Next-generation 5G networks are not only set to enable faster speeds but also lower energy consumption, a key point linked to any operation. The Next Generation Mobile Network (NGMN) alliance, an alliance between leading telecommunication groups, offers a few pointers on how 5G efficiency could be improved in its second 5G White Paper.
NGMN says that 5G should support 1,000 times greater traffic within the next 10 years while reducing the energy consumption of the whole network by half without sacrificing performance. In a separate report, Western Digital predicts that with all the energy-saving features combined, 5G could use 90 per cent less energy per bit than 4G. The efficiency improvement benefits the entire stack; it not only reduces operating costs for carriers but can also prolong cellphone battery life.
But 5G’s inherent design poses new challenges to this ambition. Higher frequency radio waves require more microcell towers to be placed closer together. And although they use far less power than a conventional macro cell tower, much more of them are needed. Depending on the geography and building layout, the NGMN report says the number of towers required differs from city to city.

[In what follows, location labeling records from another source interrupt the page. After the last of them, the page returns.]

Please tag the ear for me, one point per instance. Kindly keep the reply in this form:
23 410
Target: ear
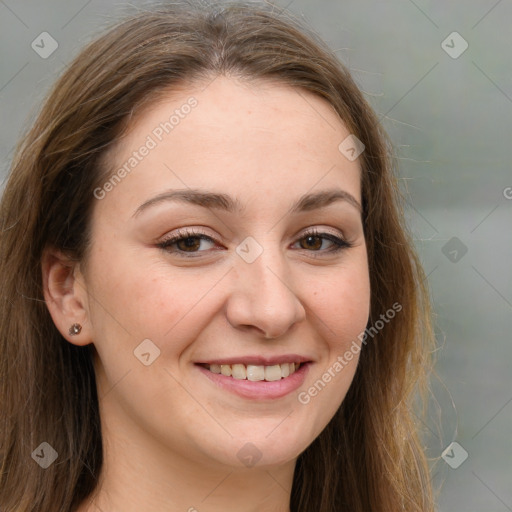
65 294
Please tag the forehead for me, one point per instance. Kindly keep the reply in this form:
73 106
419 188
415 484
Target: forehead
263 138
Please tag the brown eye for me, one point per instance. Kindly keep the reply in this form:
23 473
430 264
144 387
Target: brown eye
312 242
189 244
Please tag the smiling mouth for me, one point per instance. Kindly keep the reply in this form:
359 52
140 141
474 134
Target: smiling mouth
254 373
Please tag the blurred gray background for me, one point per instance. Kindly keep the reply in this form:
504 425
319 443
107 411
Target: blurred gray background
448 109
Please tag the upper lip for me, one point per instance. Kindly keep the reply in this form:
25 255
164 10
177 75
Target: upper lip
258 360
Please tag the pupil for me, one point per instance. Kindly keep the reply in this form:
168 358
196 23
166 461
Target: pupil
314 242
189 243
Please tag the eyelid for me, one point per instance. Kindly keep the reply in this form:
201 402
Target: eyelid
337 239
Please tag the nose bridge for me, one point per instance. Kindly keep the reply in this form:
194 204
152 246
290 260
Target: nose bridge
262 295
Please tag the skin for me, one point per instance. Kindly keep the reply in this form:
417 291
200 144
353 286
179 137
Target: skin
171 436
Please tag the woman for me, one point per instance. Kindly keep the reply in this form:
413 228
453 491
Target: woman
209 299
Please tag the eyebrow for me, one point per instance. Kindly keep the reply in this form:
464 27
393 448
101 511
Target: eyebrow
307 202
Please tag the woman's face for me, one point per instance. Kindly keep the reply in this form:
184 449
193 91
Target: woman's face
233 237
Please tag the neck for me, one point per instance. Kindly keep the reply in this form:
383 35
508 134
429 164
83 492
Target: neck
146 476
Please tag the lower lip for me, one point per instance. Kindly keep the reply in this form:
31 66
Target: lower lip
259 390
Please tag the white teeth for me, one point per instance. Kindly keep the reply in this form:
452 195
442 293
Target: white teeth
225 369
273 372
215 368
238 371
255 373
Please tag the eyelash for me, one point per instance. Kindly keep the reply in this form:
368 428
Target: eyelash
339 243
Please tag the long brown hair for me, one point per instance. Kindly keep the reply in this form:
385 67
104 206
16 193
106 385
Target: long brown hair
369 456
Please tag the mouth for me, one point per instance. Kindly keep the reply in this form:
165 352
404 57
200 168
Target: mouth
254 373
257 378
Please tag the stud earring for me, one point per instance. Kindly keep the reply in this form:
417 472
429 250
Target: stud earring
75 329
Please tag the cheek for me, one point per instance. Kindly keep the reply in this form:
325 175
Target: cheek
341 301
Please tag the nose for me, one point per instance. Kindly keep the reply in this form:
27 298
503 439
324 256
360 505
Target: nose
263 298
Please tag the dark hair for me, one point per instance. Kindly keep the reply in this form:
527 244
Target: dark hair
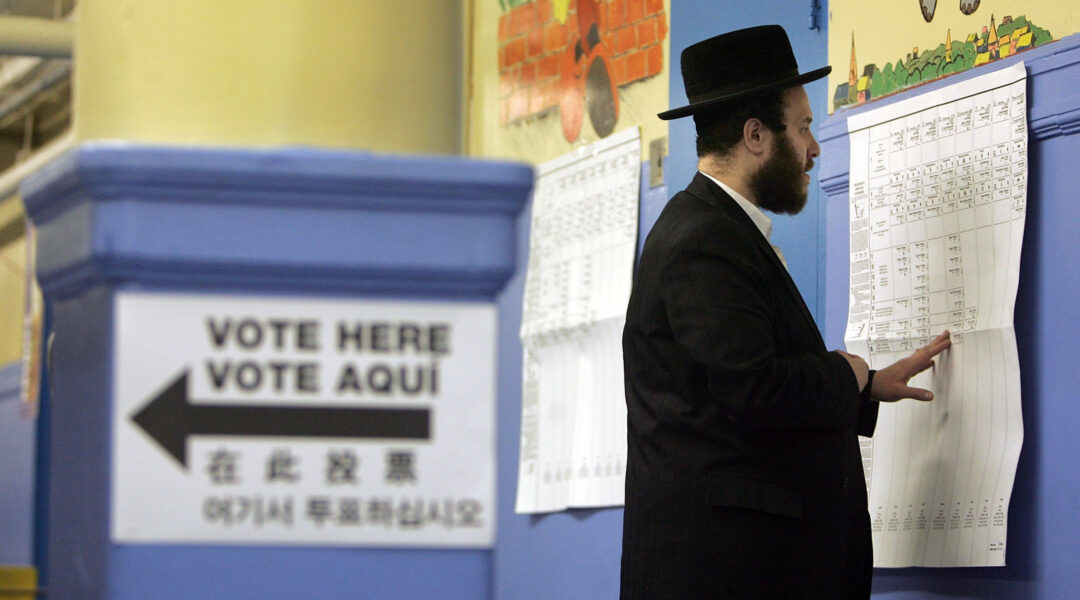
720 128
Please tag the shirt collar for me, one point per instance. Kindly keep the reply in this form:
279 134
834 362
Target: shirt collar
760 219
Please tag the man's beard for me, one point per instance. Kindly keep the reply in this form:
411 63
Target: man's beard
778 186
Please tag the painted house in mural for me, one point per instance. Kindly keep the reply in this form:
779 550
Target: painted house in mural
991 43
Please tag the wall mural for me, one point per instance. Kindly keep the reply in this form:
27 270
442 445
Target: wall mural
926 41
572 60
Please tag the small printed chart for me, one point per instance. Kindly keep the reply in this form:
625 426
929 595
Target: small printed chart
937 205
268 420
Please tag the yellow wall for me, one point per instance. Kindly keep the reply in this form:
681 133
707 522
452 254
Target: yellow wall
12 285
342 73
892 29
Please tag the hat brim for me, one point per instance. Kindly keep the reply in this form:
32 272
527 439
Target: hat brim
719 100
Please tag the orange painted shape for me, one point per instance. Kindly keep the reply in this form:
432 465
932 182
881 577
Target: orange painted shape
617 14
656 54
636 66
619 70
554 37
625 40
548 67
536 42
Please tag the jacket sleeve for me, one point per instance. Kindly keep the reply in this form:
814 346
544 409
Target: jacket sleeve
719 307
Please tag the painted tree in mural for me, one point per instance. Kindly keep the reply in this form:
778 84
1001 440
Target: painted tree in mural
991 43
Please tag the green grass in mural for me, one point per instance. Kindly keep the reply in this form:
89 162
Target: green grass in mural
507 4
950 56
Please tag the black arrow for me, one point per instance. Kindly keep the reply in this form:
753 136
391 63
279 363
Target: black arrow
171 418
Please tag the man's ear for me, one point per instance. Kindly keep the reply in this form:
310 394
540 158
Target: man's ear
756 137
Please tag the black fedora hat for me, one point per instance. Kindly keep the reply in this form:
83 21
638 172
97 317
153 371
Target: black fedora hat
739 65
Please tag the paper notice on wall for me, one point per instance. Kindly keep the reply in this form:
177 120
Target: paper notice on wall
581 258
937 203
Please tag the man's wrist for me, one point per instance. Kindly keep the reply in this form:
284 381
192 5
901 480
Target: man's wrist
866 393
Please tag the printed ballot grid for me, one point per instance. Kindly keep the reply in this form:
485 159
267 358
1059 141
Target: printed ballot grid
937 204
581 257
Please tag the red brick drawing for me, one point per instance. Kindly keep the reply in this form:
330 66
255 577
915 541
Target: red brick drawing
577 59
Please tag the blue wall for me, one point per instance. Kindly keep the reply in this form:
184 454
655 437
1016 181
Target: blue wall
1042 558
16 472
576 554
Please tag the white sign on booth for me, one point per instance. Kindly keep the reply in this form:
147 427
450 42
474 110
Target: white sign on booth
264 420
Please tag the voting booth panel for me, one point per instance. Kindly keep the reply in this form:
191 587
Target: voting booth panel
272 370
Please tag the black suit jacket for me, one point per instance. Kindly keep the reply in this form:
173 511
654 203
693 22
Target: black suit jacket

Fortunately, there are already solutions to this issue. One feature of the 5G New Radio (NR) standard is sleep mode. In a 4G base station, much of its hardware remains powered on even when there’s no data being transmitted. Sleep mode can turn off redundant hardware to save power in idle mode. According to Ericsson, power consumption scales better as more nodes are added in a super-dense urban scenario due to advanced load balancing techniques.

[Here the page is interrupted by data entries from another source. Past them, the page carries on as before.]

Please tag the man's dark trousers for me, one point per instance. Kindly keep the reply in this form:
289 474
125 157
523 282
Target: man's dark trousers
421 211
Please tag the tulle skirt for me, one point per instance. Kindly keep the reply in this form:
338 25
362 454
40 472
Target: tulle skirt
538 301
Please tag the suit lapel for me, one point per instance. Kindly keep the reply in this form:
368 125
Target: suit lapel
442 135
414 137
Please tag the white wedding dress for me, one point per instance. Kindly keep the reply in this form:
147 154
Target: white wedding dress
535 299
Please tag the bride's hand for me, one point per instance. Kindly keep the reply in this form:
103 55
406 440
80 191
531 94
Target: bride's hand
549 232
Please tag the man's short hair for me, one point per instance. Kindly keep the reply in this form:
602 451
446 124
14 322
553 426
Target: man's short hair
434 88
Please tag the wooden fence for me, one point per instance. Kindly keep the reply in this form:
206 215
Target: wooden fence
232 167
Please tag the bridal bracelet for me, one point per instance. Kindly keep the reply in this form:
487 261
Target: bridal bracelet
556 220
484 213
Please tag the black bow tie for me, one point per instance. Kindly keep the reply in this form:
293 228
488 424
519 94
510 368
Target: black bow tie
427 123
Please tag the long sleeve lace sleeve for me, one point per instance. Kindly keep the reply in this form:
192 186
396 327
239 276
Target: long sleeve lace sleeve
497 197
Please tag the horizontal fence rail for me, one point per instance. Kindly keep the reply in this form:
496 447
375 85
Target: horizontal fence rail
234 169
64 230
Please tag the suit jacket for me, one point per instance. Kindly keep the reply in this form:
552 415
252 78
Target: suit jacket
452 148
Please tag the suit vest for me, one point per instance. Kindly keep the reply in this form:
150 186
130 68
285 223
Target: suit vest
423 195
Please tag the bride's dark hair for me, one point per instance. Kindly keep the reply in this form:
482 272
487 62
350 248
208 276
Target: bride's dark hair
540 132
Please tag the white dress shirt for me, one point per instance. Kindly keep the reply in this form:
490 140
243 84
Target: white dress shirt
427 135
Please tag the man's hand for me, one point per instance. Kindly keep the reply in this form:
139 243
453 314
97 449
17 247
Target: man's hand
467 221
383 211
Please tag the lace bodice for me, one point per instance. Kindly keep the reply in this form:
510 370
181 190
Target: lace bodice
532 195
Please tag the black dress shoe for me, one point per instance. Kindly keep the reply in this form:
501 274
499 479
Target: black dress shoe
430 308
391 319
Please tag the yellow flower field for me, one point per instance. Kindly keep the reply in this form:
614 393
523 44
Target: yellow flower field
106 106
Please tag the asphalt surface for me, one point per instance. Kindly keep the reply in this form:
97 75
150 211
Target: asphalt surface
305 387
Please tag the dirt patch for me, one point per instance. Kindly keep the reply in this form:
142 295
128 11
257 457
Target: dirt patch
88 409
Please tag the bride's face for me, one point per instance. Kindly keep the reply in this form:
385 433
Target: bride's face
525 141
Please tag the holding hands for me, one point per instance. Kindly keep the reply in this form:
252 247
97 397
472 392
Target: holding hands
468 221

But operators need to do more than just rely on the energy-saving features baked into their gear. Autonomic management and control capabilities, the NGMN report says, assisted by artificial intelligence and machine learning needs to be applied at a management and control level. The network would eventually need to be capable of self-diagnosis, configuration, and optimizing. Ultimately, the AI and ML can help operators better plan and their networks to optimize energy efficiency and reduce carbon footprint.
In addition, the management functionalities need to be built on open APIs to allow for partners to exchange management information. To achieve this goal, operators must consider pulling solutions from the open-source community.

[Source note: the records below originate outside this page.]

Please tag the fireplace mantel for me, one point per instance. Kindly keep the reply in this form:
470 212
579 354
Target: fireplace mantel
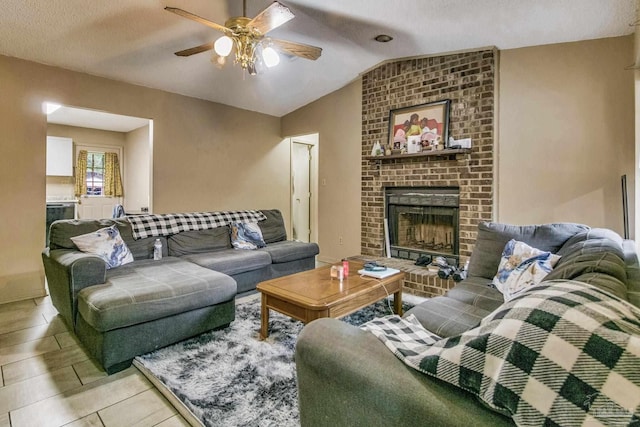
435 153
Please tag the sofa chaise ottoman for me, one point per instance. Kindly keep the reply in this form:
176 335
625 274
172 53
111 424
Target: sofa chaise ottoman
122 312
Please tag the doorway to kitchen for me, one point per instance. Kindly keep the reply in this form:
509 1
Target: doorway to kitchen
304 184
98 133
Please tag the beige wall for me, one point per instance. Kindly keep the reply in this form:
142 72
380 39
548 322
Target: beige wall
337 119
137 170
206 156
566 133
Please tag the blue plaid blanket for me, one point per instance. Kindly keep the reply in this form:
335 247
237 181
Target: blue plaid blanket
562 353
166 224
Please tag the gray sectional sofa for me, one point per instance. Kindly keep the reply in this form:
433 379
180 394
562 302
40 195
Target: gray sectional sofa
126 311
346 376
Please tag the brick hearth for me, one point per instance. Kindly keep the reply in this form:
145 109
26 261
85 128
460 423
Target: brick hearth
468 80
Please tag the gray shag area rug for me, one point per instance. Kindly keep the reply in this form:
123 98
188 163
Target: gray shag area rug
229 377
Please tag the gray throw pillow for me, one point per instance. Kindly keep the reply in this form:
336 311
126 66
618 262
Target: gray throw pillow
273 229
197 242
492 237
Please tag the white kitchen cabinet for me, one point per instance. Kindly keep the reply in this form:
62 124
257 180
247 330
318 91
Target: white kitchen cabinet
59 156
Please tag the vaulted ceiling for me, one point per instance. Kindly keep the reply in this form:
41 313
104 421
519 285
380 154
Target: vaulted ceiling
135 41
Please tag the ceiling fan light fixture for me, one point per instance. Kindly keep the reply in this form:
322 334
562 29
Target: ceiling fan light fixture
223 46
270 57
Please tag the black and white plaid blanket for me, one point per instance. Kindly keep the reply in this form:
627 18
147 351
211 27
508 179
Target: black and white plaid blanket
167 224
562 353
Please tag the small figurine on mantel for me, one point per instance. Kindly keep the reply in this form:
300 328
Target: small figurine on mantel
377 149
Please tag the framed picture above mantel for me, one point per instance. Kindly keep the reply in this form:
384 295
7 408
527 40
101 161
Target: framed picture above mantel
418 128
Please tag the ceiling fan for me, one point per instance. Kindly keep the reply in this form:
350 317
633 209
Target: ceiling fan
248 37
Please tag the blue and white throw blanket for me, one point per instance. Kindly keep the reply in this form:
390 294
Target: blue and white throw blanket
166 224
561 353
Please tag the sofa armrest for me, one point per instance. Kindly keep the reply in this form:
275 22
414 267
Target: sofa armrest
69 271
346 376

As with any data sharing, the new form of management naturally calls for a transparent policy that clearly communicated to the users, especially when it concerns sharing information between businesses through open APIs. The information and data formats should be changed in a common or standardized way, where all parties involved in the data exchange would comply with equal levels of governance.
Another strategy is tapping into renewable energy. With that said, energy storage continues to pose a problem. While renewables reduce carbon footprint, the sporadic availability of certain types of energy sources often requires a form of power storage to maintain uniform availability. Energy free devices like sensors and trackers that make use of ambient energy can help mitigate this issue.
A robust 5G network requires more investments in infrastructure, especially in urban centres that have tall buildings that block high-frequency radio waves. Manufacturers of infrastructure and end-user devices need to consider the environmental and ethical impacts of the materials sourced. For example, Cobalt, a heavy metal used in batteries, needs to be sourced from mines with established working standards. NGMN says manufacturers should also seek alternatives to raw materials that are damaging to the environment, as well as invest in recycling and upcycling initiatives.